The Brave Path to Authentic Community
Updated: Aug 5, 2020
By Daisy Dronen

God's Brave Women - Daisy's Story
One of the bravest things I’ve done is set the table.
Arriving at that moment came after a lonely path of yearning and longing. Here we are in the midst of a pandemic and setting the table for company seems to be out of reach doesn’t it? We find ourselves yearning and longing for time together, but mostly to know and be known.
I moved across the country a starry-eyed newlywed filled with dreams and the excitement of discovery. There was little room to think about the fact that I didn’t know anyone and I was blinded to the loneliness lurking in the midst of so much joy. The endless introductions that ended with promises to see each other soon left me disheartened as the promises remained unfulfilled. People have always been a source of joy and energy for me and suddenly, I found myself surrounded by them but lonely.
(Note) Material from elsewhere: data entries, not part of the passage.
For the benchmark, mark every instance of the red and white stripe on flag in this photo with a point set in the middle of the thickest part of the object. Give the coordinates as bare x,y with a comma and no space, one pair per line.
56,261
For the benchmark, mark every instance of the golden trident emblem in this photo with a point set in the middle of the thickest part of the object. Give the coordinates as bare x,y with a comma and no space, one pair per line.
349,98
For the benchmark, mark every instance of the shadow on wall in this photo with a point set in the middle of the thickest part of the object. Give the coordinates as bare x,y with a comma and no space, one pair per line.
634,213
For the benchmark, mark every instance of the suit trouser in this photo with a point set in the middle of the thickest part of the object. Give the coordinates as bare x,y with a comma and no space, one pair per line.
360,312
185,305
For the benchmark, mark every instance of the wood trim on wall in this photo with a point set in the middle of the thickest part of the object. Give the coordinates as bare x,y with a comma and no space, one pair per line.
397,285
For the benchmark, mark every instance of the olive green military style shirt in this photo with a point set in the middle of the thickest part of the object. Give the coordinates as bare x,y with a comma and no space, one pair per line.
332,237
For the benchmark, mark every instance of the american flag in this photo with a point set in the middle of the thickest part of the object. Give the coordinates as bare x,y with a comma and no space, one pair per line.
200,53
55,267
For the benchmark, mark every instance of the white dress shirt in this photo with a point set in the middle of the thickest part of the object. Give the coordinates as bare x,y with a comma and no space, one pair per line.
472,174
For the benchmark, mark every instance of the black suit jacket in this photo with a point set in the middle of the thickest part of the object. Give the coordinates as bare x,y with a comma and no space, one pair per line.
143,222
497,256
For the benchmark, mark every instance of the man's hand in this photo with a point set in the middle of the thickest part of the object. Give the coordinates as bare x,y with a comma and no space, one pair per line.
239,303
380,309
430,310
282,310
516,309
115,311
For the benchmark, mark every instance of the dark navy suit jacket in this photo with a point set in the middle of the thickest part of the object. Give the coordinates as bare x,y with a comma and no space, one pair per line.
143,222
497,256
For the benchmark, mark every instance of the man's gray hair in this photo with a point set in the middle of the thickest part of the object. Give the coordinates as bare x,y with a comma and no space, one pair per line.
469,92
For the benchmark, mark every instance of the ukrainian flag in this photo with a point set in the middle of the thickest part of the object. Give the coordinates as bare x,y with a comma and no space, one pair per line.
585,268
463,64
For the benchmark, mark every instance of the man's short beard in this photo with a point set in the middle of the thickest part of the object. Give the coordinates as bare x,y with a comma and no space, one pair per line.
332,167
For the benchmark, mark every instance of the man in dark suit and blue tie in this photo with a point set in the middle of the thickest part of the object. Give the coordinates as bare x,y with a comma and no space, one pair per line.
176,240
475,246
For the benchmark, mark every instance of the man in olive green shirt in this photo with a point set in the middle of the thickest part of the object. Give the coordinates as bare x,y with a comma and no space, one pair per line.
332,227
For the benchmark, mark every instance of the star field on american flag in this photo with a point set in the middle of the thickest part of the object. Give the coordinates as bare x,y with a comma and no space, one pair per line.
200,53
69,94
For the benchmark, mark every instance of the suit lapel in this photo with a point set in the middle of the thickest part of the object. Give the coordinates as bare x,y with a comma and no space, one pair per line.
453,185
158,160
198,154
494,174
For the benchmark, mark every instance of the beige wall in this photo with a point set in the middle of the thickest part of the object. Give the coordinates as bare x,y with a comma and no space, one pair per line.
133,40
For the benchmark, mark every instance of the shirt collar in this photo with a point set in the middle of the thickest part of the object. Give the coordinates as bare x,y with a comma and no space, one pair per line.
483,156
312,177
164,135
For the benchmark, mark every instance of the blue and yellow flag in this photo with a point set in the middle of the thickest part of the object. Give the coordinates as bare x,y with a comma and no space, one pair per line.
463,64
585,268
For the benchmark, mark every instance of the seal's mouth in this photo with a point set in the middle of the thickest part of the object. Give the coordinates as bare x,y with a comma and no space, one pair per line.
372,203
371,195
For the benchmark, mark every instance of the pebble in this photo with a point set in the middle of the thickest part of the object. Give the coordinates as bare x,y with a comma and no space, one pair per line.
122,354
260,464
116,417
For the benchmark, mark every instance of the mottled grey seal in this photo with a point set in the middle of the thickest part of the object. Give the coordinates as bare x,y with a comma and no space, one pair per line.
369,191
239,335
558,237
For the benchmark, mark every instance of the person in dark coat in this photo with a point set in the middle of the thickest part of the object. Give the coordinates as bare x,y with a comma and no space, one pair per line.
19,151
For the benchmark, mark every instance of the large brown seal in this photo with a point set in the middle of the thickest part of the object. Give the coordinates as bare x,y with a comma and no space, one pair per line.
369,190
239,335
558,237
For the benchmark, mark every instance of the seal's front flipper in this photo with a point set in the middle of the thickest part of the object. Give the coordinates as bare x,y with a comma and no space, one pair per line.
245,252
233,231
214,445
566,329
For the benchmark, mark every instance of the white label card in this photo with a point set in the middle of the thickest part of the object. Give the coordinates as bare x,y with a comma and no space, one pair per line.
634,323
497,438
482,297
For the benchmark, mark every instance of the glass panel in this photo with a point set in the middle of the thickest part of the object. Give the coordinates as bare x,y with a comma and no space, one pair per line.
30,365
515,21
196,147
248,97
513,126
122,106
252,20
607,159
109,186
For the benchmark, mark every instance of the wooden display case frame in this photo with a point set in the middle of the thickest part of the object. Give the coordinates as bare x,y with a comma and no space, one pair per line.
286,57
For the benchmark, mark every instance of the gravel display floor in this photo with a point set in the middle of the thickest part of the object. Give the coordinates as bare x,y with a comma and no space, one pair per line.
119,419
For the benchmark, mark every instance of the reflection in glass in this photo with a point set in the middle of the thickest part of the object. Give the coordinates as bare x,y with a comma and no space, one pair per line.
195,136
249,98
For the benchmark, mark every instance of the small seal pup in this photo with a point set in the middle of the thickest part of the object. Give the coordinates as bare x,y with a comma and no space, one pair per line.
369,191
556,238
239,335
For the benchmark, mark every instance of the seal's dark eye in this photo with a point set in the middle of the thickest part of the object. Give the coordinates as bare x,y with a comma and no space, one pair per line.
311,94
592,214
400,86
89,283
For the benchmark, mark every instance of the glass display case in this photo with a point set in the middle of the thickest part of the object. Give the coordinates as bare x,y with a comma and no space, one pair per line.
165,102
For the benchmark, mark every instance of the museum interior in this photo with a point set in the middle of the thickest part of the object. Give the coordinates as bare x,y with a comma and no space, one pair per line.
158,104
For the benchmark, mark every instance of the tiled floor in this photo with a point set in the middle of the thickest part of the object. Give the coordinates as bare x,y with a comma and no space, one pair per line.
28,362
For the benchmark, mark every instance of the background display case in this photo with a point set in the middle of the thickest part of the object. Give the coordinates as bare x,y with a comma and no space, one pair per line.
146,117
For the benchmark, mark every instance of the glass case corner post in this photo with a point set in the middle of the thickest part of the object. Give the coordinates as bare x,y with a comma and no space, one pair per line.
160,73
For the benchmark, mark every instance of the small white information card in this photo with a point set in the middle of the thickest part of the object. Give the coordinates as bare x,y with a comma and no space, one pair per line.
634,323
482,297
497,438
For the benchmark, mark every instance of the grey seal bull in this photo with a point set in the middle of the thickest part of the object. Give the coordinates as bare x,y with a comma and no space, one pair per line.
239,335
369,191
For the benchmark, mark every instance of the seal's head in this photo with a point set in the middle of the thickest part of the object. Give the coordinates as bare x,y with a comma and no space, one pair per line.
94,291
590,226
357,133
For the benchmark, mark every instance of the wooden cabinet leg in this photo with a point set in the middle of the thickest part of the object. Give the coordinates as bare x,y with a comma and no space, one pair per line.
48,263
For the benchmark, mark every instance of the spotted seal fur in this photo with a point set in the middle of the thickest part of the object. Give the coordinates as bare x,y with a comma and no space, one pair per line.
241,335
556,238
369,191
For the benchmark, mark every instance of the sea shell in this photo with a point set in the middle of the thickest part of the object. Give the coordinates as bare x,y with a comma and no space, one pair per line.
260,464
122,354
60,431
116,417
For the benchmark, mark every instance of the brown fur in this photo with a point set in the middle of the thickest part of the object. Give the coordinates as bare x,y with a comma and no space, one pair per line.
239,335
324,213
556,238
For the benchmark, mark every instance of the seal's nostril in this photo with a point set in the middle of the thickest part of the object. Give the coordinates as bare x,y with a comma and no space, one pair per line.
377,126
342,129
Yet, I could feel the Lord’s constant reminder, “I am your friend and your greatest reward - remain in me.” So, today I will share with you three times I bravely set the table and how the Lord met me there.
"The core of my desire for authentic community was the gift of following Jesus together. My dream was to have friends that would boldly point me back to Jesus and give me the privilege of doing the same for them."
The core of my desire for authentic community was the gift of following Jesus together. My dream was to have friends that would boldly point me back to Jesus and give me the privilege of doing the same for them. There was a restlessness in my heart and I found myself in a long season of waiting. Not all was loneliness. My life was filled with so much beauty in that season but the underlying restlessness remained. It was that restlessness that propelled me to ask one of the ladies at my church if she could mentor me. This was my first time to bravely set the table. I invited her over and we had brunch on the front porch. I was entering a new season in which life, marriage and motherhood were uncharted territory, and I felt the need for accountability from outside myself. I believe it was the Lord providing for me. I didn’t know what I didn’t know but praise God he did.